My, how time flies. I sat here
in our little flat in an old part of Army Housing at our post, and as the ball
dropped in Times Square on our TV screen, my heart dropped with it, even though
I was undeniably grateful that my husband was sitting right beside me and not
deployed like he was this time last year, and will be this time next year. The reason my heart dropped with the ball is
because this year will bring yet another deployment to this unjust and illegal
war in which my husband has already served two tours, including the invasion.
I
realized a strange thing as my heart dropped with the ball in Times Square. I realized that I'm not even mad anymore like
I was toward the end of the last deployment, as I rang in 2006 alone, in this
same flat. Well, I'm still mad, but not
to the livid extent that I was then. No,
I'm mostly just tired now. I am weary
from my whole family being jerked around by this government's decisions, and
from having to sit by helplessly as my husband, one of the best Sergeants I ever
had the honor of taking an order from, is treated like a pawn. I am tired of fielding the questions from
friends and family members about when the next deployment will be, where, and
for how long.
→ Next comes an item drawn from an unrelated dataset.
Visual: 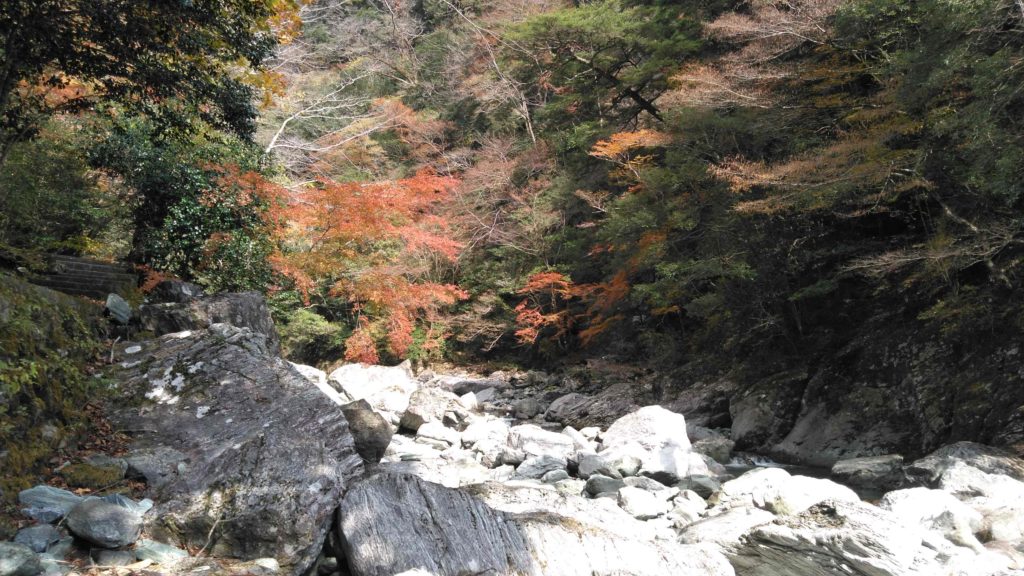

I am tired of welcoming him home from one, only to start thinking
right then about when the next will be. I am tired of wondering if he will be home
from the next one in time to see me graduate with my Civil Engineering
degree. I am tired of trying to explain
to my daughter why daddy's truck is in the driveway, but he's not upstairs.
I am tired of my home being a revolving
door in the months leading up to the deployment, and being so empty every other
year.
I am
looking right now at my husband's statue of Buddha, and thinking about its
meaning makes me even more weary and bewildered.
Yes, true to his Asian heritage, my husband is a devout Buddhist, and
we are both pacifists. Neither of us
believes in war. Neither of us felt that
way when we took our oaths of enlistment, he in the winter of 1993, I in the
summer of 2001. No, we both wanted to
do our duty for our country, and enlisted wide-eyed and ready to serve. Neither of us ever imagined that we would
take from our service the resounding lesson that war is wrong, and our country
has failed us by subjecting us to it time and time again. Neither of us saw that coming, and how could
we?
However, in all this fatigue and bewilderment, I have
hope. I have hope because the more I
look, the more I see that there are other military families who feel exactly the
same as we do. If this is how the
people most impacted by the government's policy pertaining to the war feel about
it, the private citizens of the nation must feel this way to a far greater
extent. According to the polls, they
do. Maybe it will be enough to make
possible the election of a peaceful president in 2008. I have hope because if enough of us military
families and veterans speak out against this war, people will have to see that
supporting the troops means electing the candidates who will BRING THEM
HOME! I have been saying it since the
beginning, and I will keep saying it until the end. I have hope because I know that I am not
saying it alone. Maybe for my husband,
three tours will be all. We do not know
if it will be, but I have hope.
Maybe in 2009, the next year that we will ring in
together, we will do so without the knowledge that we will spend it apart as we
have every odd numbered year since the war started. I am tired, but I hang on to that hope.